Lockheed Martin now owns 33.5% of Terran Orbital, which is supplying dozens of nanosatellite buses to Lockheed Martin for the Space Development Agency’s (SDA) Transport Layer of mesh networking satellites.
The two companies also have entered into a new strategic cooperative agreement through 2035 that allows Terran Orbital to pursue more opportunities through Lockheed Martin. The companies had a prior strategic agreement that ran into 2031.
The expanded relationship with Lockheed Martin opens new doors for Terran Orbital and “we’ll sort out what doors to go through,” Marc Bell, co-founder, chairman and CEO of Terran Orbital, told Defense Daily. “Our future just got brighter.”
Terran Orbital said in announcing the new investment and agreement that the companies will share expertise to advance technologies across military, commercial, and civil customers by focusing on mission assurance with satellites and constellation architectures, delivering innovative solutions quickly, on schedule, and affordably at scale.

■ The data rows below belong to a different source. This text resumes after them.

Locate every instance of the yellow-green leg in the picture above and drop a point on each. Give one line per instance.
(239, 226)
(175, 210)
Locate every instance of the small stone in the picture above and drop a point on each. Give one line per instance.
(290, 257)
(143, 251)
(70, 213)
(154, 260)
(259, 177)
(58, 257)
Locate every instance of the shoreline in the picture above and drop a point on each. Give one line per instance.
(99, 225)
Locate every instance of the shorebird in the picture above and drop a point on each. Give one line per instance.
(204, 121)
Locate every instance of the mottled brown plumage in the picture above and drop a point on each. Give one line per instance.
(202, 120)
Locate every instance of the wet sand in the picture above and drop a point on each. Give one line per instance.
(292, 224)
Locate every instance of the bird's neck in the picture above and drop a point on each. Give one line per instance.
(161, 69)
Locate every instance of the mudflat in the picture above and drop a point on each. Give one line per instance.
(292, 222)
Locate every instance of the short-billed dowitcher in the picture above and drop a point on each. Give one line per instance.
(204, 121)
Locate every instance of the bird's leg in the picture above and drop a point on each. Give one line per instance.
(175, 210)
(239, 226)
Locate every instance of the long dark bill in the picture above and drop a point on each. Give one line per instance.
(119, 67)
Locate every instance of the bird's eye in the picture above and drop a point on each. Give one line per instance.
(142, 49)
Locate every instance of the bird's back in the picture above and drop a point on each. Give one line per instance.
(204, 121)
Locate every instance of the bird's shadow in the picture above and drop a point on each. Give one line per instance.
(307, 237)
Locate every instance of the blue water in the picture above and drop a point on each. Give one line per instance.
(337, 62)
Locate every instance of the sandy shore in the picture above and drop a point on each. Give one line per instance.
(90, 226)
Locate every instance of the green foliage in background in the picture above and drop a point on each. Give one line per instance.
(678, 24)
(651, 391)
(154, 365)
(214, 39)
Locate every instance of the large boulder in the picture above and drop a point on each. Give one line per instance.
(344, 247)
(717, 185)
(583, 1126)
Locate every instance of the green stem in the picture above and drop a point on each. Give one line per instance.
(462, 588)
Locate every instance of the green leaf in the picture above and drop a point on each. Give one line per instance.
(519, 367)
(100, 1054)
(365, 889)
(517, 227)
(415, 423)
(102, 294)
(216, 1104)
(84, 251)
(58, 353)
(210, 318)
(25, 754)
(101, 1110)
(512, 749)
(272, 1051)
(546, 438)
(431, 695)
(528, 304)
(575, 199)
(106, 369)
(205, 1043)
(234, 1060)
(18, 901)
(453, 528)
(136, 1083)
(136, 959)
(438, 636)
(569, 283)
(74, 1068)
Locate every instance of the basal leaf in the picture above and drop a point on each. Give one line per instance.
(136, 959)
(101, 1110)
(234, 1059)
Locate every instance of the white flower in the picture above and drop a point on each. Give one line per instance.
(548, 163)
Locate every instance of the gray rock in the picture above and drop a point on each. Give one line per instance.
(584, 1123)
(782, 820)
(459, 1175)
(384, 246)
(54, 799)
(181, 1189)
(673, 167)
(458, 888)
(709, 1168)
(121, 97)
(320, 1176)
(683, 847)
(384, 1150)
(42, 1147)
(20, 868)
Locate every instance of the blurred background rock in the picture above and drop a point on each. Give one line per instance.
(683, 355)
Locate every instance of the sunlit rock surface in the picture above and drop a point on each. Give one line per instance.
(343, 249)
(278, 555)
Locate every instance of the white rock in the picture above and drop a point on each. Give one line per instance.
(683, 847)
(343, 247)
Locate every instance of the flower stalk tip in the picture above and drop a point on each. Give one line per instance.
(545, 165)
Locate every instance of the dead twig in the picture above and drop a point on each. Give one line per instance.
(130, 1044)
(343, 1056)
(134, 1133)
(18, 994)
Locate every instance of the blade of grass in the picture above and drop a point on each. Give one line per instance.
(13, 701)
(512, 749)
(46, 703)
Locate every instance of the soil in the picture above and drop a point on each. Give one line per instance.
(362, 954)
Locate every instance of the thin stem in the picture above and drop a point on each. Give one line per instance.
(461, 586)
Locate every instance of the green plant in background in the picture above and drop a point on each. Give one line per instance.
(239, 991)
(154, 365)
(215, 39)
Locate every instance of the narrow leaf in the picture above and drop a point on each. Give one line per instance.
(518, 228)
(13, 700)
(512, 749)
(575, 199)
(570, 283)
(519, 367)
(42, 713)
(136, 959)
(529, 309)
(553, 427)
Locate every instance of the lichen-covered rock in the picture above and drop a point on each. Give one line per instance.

Terran Orbital went public earlier this year, not long after Russia launched its unprovoked war against Ukraine that is still ongoing.
The war was a “sea change” moment for the commercial satellite imaging industry, demonstrating that there is not near enough synthetic aperture radar (SAR) capacity, Bell said. And by going public, Terran Orbital decided not to pursue its own constellation of SAR satellites and instead be a manufacturer of choice for commercial and government customers, he said.
Terran Orbital said it will provide customers SAR satellites based on its PredaSAR product line. Given demand for SAR satellites and a five-year replacement cycle shows that focusing on satellites and related capabilities for customers is the right business model, Bell said.
Bell said that private equity firm AE Industrial Partners’ acquisition in early October of York Space Systems at a reported $1.1 billion enterprise value demonstrates that Terran Orbital is taking the right approach to the market, Bell said. Terran Orbital is a larger company and the York deal showed that “we are undervalued,” he said.
In its release, Terran Orbital said it can do more to meet the “growing unmet needs in adjacent markets to the company’s core satellite offering,” including expanding its products and services to include SAR, electro-optical, hyperspectral, infrared and secure communication payloads, satellite subassemblies and components such as star trackers, reaction wheels, battery solutions, and guidance, navigation and control solutions, and mission operations using the company’s and its partners’ ground networks.
“In today’s market, customers want the industry to determine the leaders that will deliver timely, quality, and affordable solutions across a variety of missions,” Bell said in a statement. “This is a continued expansion of our collaboration with Lockheed Martin, and complements and accelerates the decision Terran Orbital made amid the lingering supply chain crisis to continue to vertically integrate products and components to facilitate full in-house satellite and manufacturing production. We see the opportunity to dramatically ramp up our capabilities and external product offerings, which we believe will move Terran Orbital toward profitability.”
Terran Orbital said it had planned to expand its manufacturing on Florida’s Space Coast but with the new investment from Lockheed Martin it will instead accelerate these efforts and base them in Irvine, Calif., where it has added more than 140,000 square feet of space in the past year.